According to her son, Liang Xiuzhen’s problems began nearly a decade ago when a small mole on her head became incredibly itchy. Over the years, it increased in redness and the itchiness persisted until using traditional Chinese medicine brought a cure. Or so they thought. For the next six years the situation appeared normal, until the mole suddenly started to grow.
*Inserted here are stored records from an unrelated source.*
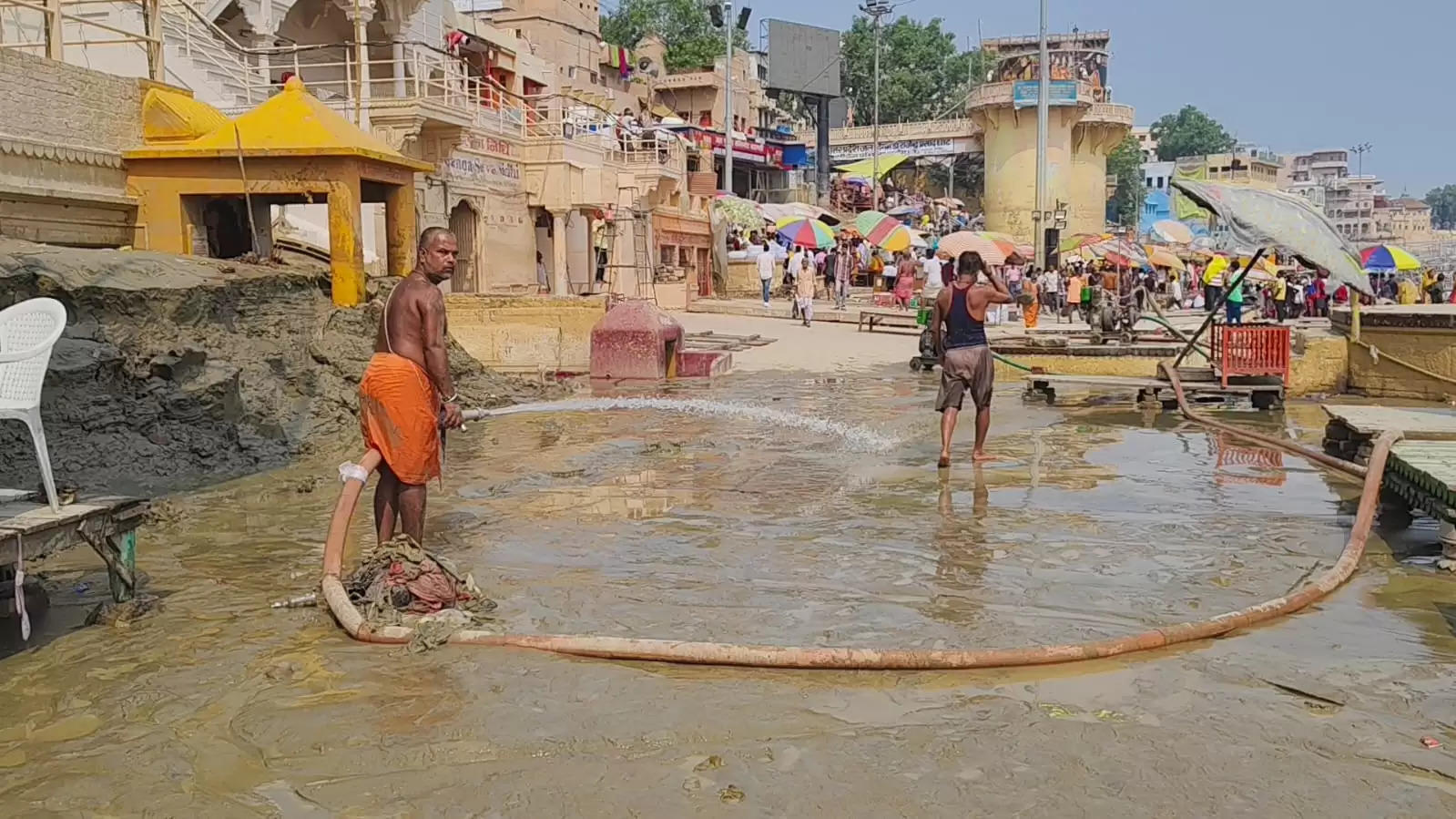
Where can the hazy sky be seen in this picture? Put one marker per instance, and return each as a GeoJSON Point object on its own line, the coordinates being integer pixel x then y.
{"type": "Point", "coordinates": [1290, 75]}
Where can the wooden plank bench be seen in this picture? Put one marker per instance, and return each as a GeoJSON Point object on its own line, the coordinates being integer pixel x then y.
{"type": "Point", "coordinates": [107, 524]}
{"type": "Point", "coordinates": [870, 318]}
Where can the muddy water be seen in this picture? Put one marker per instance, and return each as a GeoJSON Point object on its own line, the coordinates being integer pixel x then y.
{"type": "Point", "coordinates": [705, 527]}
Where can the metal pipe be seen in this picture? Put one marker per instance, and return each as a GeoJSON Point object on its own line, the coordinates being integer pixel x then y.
{"type": "Point", "coordinates": [1043, 116]}
{"type": "Point", "coordinates": [728, 97]}
{"type": "Point", "coordinates": [352, 622]}
{"type": "Point", "coordinates": [874, 181]}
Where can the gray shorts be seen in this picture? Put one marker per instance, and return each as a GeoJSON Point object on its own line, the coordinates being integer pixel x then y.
{"type": "Point", "coordinates": [967, 371]}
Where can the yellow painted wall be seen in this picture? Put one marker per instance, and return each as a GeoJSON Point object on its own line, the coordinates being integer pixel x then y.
{"type": "Point", "coordinates": [743, 280]}
{"type": "Point", "coordinates": [1433, 350]}
{"type": "Point", "coordinates": [1011, 167]}
{"type": "Point", "coordinates": [1321, 369]}
{"type": "Point", "coordinates": [1091, 143]}
{"type": "Point", "coordinates": [526, 333]}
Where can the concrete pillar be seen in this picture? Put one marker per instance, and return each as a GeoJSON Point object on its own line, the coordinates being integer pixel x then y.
{"type": "Point", "coordinates": [399, 229]}
{"type": "Point", "coordinates": [345, 248]}
{"type": "Point", "coordinates": [396, 51]}
{"type": "Point", "coordinates": [54, 31]}
{"type": "Point", "coordinates": [558, 252]}
{"type": "Point", "coordinates": [360, 17]}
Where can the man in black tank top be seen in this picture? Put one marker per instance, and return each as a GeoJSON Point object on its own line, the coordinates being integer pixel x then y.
{"type": "Point", "coordinates": [965, 356]}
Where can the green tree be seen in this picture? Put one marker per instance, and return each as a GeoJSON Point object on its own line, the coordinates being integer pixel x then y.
{"type": "Point", "coordinates": [921, 73]}
{"type": "Point", "coordinates": [685, 25]}
{"type": "Point", "coordinates": [1190, 133]}
{"type": "Point", "coordinates": [1125, 162]}
{"type": "Point", "coordinates": [1443, 207]}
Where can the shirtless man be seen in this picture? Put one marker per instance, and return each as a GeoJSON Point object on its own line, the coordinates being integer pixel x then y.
{"type": "Point", "coordinates": [406, 393]}
{"type": "Point", "coordinates": [965, 356]}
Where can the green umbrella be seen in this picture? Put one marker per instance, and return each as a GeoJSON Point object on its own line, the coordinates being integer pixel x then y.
{"type": "Point", "coordinates": [1268, 219]}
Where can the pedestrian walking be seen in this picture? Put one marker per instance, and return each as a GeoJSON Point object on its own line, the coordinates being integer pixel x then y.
{"type": "Point", "coordinates": [843, 271]}
{"type": "Point", "coordinates": [1234, 305]}
{"type": "Point", "coordinates": [804, 291]}
{"type": "Point", "coordinates": [766, 272]}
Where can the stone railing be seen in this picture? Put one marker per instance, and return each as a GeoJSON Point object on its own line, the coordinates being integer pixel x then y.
{"type": "Point", "coordinates": [1002, 94]}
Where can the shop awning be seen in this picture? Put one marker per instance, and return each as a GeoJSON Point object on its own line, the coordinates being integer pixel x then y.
{"type": "Point", "coordinates": [867, 167]}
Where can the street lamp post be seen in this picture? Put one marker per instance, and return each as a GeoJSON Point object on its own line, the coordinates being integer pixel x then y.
{"type": "Point", "coordinates": [875, 9]}
{"type": "Point", "coordinates": [1360, 150]}
{"type": "Point", "coordinates": [728, 97]}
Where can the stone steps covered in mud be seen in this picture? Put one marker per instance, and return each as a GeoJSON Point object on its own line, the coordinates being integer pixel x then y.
{"type": "Point", "coordinates": [177, 372]}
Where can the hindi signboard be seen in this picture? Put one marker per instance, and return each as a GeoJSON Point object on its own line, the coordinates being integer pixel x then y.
{"type": "Point", "coordinates": [1059, 92]}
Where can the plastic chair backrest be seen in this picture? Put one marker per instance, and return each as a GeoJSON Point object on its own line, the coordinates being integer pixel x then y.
{"type": "Point", "coordinates": [28, 331]}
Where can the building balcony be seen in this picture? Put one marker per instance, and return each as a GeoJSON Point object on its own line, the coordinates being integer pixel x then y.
{"type": "Point", "coordinates": [580, 156]}
{"type": "Point", "coordinates": [1003, 94]}
{"type": "Point", "coordinates": [412, 89]}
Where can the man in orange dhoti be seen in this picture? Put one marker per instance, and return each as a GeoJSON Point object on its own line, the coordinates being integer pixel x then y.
{"type": "Point", "coordinates": [406, 393]}
{"type": "Point", "coordinates": [1030, 301]}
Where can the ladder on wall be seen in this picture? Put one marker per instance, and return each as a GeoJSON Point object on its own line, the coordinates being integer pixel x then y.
{"type": "Point", "coordinates": [642, 267]}
{"type": "Point", "coordinates": [642, 257]}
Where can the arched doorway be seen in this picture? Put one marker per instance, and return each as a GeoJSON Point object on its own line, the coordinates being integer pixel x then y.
{"type": "Point", "coordinates": [462, 223]}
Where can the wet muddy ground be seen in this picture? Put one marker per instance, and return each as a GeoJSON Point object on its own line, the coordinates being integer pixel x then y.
{"type": "Point", "coordinates": [1101, 520]}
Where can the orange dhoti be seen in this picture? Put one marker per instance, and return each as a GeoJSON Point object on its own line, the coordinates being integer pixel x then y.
{"type": "Point", "coordinates": [399, 415]}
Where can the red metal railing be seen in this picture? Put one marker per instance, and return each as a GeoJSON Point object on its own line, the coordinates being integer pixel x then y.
{"type": "Point", "coordinates": [1251, 350]}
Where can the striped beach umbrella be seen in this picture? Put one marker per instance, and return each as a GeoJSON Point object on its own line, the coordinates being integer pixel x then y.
{"type": "Point", "coordinates": [807, 232]}
{"type": "Point", "coordinates": [1388, 258]}
{"type": "Point", "coordinates": [962, 241]}
{"type": "Point", "coordinates": [882, 230]}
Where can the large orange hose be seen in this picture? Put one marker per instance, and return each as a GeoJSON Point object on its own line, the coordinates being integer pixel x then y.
{"type": "Point", "coordinates": [1171, 374]}
{"type": "Point", "coordinates": [811, 658]}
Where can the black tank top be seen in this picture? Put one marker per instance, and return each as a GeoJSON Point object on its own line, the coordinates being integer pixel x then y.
{"type": "Point", "coordinates": [962, 330]}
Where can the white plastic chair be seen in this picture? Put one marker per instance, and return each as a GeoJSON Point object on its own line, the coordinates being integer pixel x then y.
{"type": "Point", "coordinates": [28, 331]}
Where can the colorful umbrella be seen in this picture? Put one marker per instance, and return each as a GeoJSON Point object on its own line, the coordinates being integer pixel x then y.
{"type": "Point", "coordinates": [1270, 219]}
{"type": "Point", "coordinates": [1171, 230]}
{"type": "Point", "coordinates": [1161, 257]}
{"type": "Point", "coordinates": [962, 241]}
{"type": "Point", "coordinates": [1005, 243]}
{"type": "Point", "coordinates": [1079, 241]}
{"type": "Point", "coordinates": [882, 230]}
{"type": "Point", "coordinates": [1387, 258]}
{"type": "Point", "coordinates": [807, 232]}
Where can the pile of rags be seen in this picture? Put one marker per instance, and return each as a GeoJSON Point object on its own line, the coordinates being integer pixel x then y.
{"type": "Point", "coordinates": [399, 583]}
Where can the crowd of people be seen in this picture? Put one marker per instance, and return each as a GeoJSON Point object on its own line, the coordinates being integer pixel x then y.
{"type": "Point", "coordinates": [1069, 291]}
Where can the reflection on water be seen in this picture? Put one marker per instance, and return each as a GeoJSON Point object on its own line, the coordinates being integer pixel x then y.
{"type": "Point", "coordinates": [648, 522]}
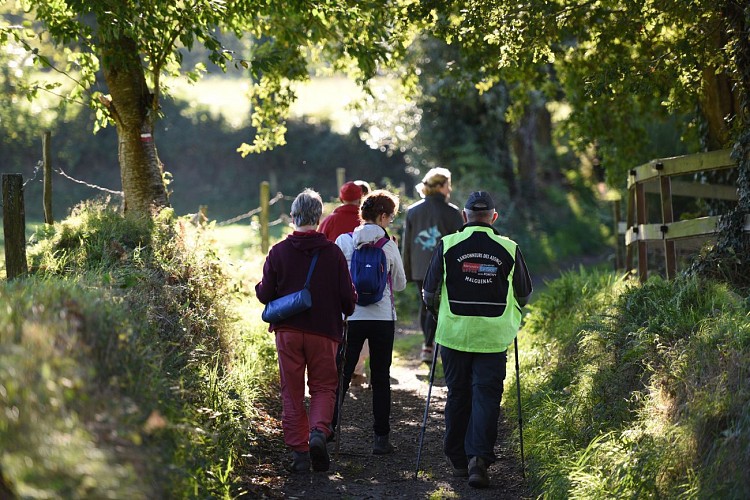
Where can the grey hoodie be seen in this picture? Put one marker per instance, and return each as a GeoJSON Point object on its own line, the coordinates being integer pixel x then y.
{"type": "Point", "coordinates": [370, 233]}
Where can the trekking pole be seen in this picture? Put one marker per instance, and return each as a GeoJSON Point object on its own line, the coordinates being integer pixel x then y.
{"type": "Point", "coordinates": [340, 401]}
{"type": "Point", "coordinates": [520, 419]}
{"type": "Point", "coordinates": [427, 407]}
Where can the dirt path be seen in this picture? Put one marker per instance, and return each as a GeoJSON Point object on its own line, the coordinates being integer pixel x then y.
{"type": "Point", "coordinates": [360, 475]}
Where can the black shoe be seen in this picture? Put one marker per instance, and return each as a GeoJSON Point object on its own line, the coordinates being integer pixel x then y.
{"type": "Point", "coordinates": [478, 477]}
{"type": "Point", "coordinates": [381, 445]}
{"type": "Point", "coordinates": [319, 451]}
{"type": "Point", "coordinates": [300, 461]}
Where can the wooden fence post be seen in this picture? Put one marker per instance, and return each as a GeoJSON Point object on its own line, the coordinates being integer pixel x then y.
{"type": "Point", "coordinates": [14, 226]}
{"type": "Point", "coordinates": [667, 217]}
{"type": "Point", "coordinates": [640, 220]}
{"type": "Point", "coordinates": [47, 162]}
{"type": "Point", "coordinates": [616, 224]}
{"type": "Point", "coordinates": [265, 190]}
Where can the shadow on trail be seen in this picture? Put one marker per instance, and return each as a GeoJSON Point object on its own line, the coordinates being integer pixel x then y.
{"type": "Point", "coordinates": [357, 474]}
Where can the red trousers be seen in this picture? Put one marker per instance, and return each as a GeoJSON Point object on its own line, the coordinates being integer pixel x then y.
{"type": "Point", "coordinates": [299, 351]}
While the itchiness did not return, the mole hardened and before long, a small growth developed, about two inches long, that resembled a horn. Villagers in Guiyan, near Ziyang City in the southwestern part of China, began to shun Liang. Unsure of what underlying problem was causing the issue, the family continued to use traditional Chinese medicine to stem the problem before it got worse. Unfortunately, after the two inch horn was accidentally broken off while Xiuzhen was sleeping, the growth kicked into overdrive.
Beginning in February, the growth of a new horn began with great speed. Now, barely six months later, the current horn is six inches long, with a circumference of eight inches. Realizing that their traditional Chinese medical efforts were not enough, the family consulted doctors at a hospital in the Sichuan province. Officially diagnosed as cornu cutaneum, the horn is actually a skin tumor composed of keratin, the same protein that makes fingernails hard. Elderly people are more likely to develop these tumors if they have a history of excessive sun exposure.
As Xiuzhen cannot sleep, and the tumor bleeds occasionally, doctors are ready to operate and remove the unicorn horn from the woman’s head. However, her family is concerned that the 87-year-old may not recover from the surgery and are looking into alternative treatments. Fellow villagers are happy that the surgery has been postponed, feeling that they need more time to come up with a new nickname since calling a hornless Xiuzhen ‘horse woman’ wouldn’t make much sense. Plus, China already has a horned goat woman, so the new moniker will take some creativity.